Lors du récent Congrès national du peuple, l’IA et les hautes technologies ont été au cœur du discours de Xi. Le ministre de l’Éducation a même annoncé des réformes du programme scolaire pour renforcer davantage les mathématiques et l’informatique.
Un nouveau rapport de force dans la tech mondiale
La montée en puissance de DeepSeek illustre parfaitement la nouvelle stratégie chinoise : développer ses propres technologies de pointe face aux restrictions américaines. Le modèle d’IA de DeepSeek, capable de rivaliser avec ChatGPT tout en étant beaucoup moins cher à déployer, pourrait redistribuer les cartes sur le marché mondial de l’IA.
Le succès de Liang est d’autant plus symbolique qu’il intervient alors que les États-Unis viennent d’annoncer de nouvelles barrières douanières contre les produits chinois. La réponse de la Chine est claire : monter en gamme dans la chaîne de valeur technologique mondiale.
Lorsque le ministre britannique a déclaré que DeepSeek serait bénéfique pour la Grande-Bretagne, c’était un signal supplémentaire que l’IA chinoise commence à être prise au sérieux par les démocraties occidentales.

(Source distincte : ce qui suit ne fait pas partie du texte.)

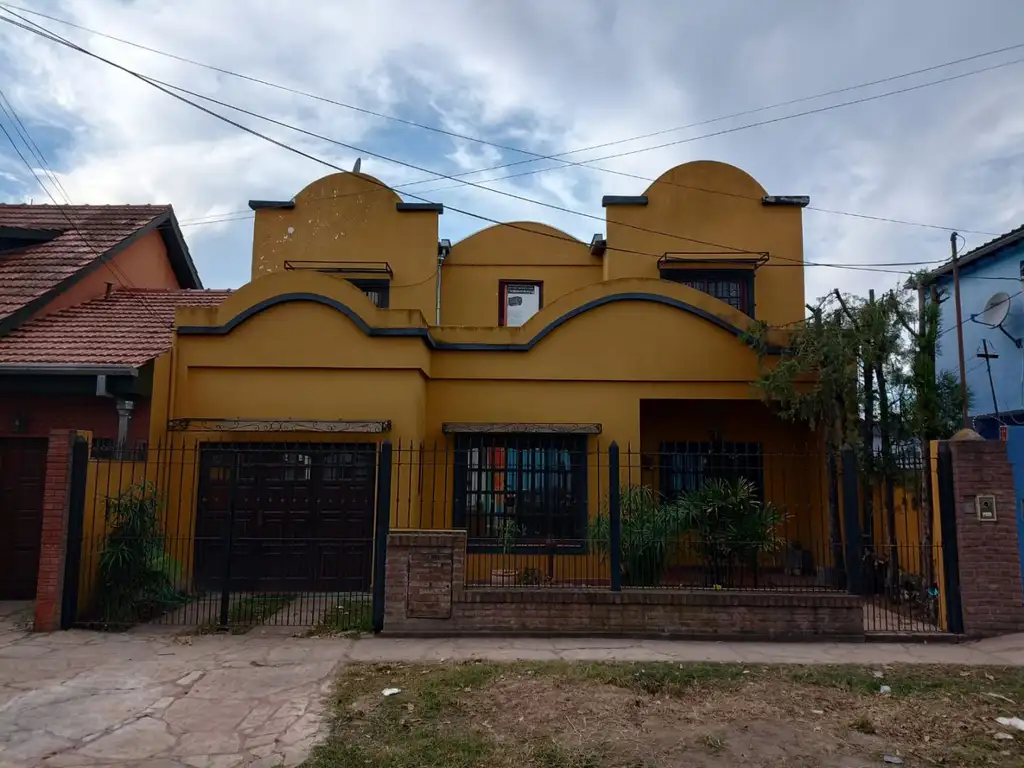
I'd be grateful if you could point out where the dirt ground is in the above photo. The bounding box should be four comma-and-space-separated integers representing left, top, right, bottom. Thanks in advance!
308, 663, 1024, 768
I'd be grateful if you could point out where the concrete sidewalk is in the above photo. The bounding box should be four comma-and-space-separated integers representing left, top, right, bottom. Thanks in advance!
0, 621, 1024, 768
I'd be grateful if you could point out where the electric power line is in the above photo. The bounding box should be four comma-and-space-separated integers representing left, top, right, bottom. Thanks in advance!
0, 90, 169, 319
0, 10, 966, 274
0, 3, 1007, 236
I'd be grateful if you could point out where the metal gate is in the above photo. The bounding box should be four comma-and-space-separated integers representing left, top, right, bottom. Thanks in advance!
0, 437, 47, 600
70, 441, 390, 633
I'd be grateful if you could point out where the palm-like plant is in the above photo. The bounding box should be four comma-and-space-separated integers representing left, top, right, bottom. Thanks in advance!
98, 483, 181, 627
590, 485, 687, 587
679, 478, 785, 587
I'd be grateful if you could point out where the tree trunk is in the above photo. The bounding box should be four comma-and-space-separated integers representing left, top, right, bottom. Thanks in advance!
828, 417, 843, 588
874, 362, 899, 594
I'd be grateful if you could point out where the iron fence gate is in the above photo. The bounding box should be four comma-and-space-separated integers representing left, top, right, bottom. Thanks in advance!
65, 440, 390, 633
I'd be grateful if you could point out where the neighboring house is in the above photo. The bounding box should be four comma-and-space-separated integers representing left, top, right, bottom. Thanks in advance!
0, 205, 216, 599
128, 162, 828, 591
928, 226, 1024, 439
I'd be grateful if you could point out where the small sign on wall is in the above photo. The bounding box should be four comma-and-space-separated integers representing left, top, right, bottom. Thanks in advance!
974, 496, 995, 522
499, 282, 541, 328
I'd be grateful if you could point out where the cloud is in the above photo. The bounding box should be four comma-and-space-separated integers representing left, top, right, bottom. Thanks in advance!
0, 0, 1024, 298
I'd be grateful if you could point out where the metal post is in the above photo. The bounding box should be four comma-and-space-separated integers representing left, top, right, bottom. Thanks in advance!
929, 440, 964, 635
60, 436, 89, 630
373, 440, 391, 634
841, 445, 863, 595
949, 232, 971, 429
220, 449, 240, 630
608, 440, 629, 592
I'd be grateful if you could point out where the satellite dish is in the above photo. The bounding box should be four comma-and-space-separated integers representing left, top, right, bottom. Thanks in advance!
978, 291, 1010, 328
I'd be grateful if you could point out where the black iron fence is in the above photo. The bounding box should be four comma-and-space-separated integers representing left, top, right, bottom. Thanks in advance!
393, 434, 847, 591
63, 435, 387, 633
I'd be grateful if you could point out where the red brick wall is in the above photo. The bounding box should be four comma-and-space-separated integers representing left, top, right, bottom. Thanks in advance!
949, 439, 1024, 637
34, 429, 75, 632
0, 394, 150, 445
384, 531, 864, 639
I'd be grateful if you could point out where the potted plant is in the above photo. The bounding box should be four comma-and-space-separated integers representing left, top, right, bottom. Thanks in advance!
589, 485, 687, 587
490, 517, 525, 587
680, 477, 785, 588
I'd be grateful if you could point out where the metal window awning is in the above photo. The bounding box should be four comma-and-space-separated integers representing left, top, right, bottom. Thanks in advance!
285, 259, 394, 280
167, 419, 391, 434
657, 251, 768, 271
441, 422, 601, 434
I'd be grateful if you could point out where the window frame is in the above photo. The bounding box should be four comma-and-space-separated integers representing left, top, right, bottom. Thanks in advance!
657, 440, 765, 502
347, 278, 391, 309
660, 267, 756, 317
452, 432, 590, 554
498, 279, 544, 328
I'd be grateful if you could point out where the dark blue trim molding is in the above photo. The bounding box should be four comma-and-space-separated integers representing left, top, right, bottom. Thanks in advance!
178, 293, 781, 353
249, 200, 295, 211
601, 195, 647, 208
394, 203, 444, 214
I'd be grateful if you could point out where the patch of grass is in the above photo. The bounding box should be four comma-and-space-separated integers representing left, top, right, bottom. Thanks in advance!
307, 600, 374, 637
701, 733, 725, 752
196, 595, 292, 635
850, 715, 879, 735
307, 663, 1024, 768
531, 741, 604, 768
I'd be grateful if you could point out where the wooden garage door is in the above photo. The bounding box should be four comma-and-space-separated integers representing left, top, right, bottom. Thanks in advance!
196, 442, 377, 593
0, 437, 47, 600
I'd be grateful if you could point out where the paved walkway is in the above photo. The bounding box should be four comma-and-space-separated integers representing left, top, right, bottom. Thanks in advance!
0, 609, 1024, 768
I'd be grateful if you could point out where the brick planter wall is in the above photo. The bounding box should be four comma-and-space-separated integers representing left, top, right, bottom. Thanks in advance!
384, 531, 864, 639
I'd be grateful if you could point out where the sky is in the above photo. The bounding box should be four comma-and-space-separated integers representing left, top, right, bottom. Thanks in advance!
0, 0, 1024, 300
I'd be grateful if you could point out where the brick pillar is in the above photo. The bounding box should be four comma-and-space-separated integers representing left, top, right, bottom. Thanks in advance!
384, 530, 466, 634
949, 431, 1024, 637
34, 429, 76, 632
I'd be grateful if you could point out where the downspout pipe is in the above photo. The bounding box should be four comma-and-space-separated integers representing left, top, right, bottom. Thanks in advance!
434, 240, 452, 326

En transformant un jeune prodige de village en héros national, la Chine célèbre plus qu’une réussite individuelle : elle affirme sa capacité à innover par elle-même et à concurrencer, voire dépasser, la Silicon Valley. Le « Spoutnik de l’IA » chinois est en orbite, et la course technologique entre grandes puissances entre dans une nouvelle phase.